In accounting, a normal balance refers to whether an account’s balance is a debit or credit in a trial balance and T-Account.
What is a normal balance in accounting?
In accounting, a normal balance refers to whether an account’s balance is a debit or credit in a trial balance or T-Account.
For example, an asset account typically has a debit balance, while a liability account usually shows a credit balance.
We will explore other account classifications as we continue.
If you’re here, you’re likely confused about how normal balances work in accounting.
In accounting, there are five main types of accounts: Assets, Liabilities, Equity, Revenue, and Expenses.
Each has its own normal balance, and understanding these classifications is key to mastering normal accounting balances.

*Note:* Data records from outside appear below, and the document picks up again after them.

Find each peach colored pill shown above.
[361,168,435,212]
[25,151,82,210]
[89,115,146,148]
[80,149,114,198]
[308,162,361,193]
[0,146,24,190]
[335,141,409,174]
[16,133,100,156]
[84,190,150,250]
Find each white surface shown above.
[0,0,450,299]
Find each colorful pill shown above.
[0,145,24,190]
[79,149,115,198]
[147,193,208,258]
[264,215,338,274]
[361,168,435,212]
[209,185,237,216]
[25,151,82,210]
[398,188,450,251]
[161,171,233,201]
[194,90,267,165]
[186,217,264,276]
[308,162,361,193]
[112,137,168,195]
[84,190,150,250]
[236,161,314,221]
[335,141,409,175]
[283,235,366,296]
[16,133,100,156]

What is an example of an account that has a normal credit balance?
Liability, equity, and revenue accounts generally have normal credit balances, appearing on the credit side of the trial balance and as credits in T-accounts.

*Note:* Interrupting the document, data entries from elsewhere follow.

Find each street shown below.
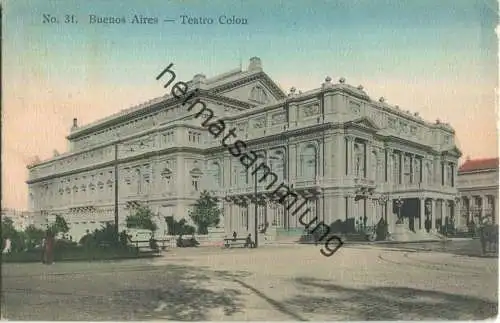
[2,242,498,321]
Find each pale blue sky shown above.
[2,0,498,208]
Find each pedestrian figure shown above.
[245,233,254,248]
[2,238,12,254]
[45,231,55,265]
[41,238,47,264]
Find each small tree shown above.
[125,206,157,234]
[24,224,45,248]
[48,214,69,236]
[189,191,222,234]
[0,216,24,252]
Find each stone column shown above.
[419,197,425,231]
[384,148,392,183]
[364,141,373,179]
[345,136,354,176]
[431,199,436,231]
[290,144,297,185]
[493,196,498,224]
[410,154,418,185]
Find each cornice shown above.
[211,71,286,99]
[379,135,439,155]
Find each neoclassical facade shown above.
[27,57,461,242]
[457,158,499,226]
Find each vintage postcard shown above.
[0,0,499,321]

For example, when a company incurs a liability from purchasing goods, the accounts payable is credited to increase its balance.

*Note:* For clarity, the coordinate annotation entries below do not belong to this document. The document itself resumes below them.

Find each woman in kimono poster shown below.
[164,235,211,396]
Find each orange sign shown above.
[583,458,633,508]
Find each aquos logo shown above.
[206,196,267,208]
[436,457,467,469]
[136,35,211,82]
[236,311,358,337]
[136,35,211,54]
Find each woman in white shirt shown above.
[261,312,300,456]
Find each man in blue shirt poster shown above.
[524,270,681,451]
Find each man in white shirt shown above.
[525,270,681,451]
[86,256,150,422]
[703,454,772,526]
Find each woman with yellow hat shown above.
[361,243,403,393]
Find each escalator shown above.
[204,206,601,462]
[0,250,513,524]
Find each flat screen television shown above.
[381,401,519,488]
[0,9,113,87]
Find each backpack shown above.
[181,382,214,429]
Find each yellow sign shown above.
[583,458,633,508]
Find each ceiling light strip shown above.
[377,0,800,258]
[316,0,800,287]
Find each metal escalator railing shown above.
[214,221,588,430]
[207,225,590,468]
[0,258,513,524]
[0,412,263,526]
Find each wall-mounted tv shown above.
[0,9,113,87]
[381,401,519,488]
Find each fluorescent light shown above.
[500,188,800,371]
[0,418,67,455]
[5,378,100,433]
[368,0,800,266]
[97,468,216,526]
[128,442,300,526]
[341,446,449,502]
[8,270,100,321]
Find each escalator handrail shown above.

A debit entry in accounts payable would reduce the balance.
What accounts normally have debit balances?
Asset and expense accounts typically have debit normal balances.
Examples include Cash in Bank, Receivables, Inventories, and other assets.
Expenses such as salaries, communication, taxes, and the cost of sales also follow this pattern.
These balances increase when debited in accounting entries.
What normal balance does an expense have?
If you understand the basic classification in accounting, you’ll see why an expense account typically has a debit balance.
For example, communication expenses fall under this category.
If an expense account shows a credit balance in the trial balance, it likely indicates multiple recording errors.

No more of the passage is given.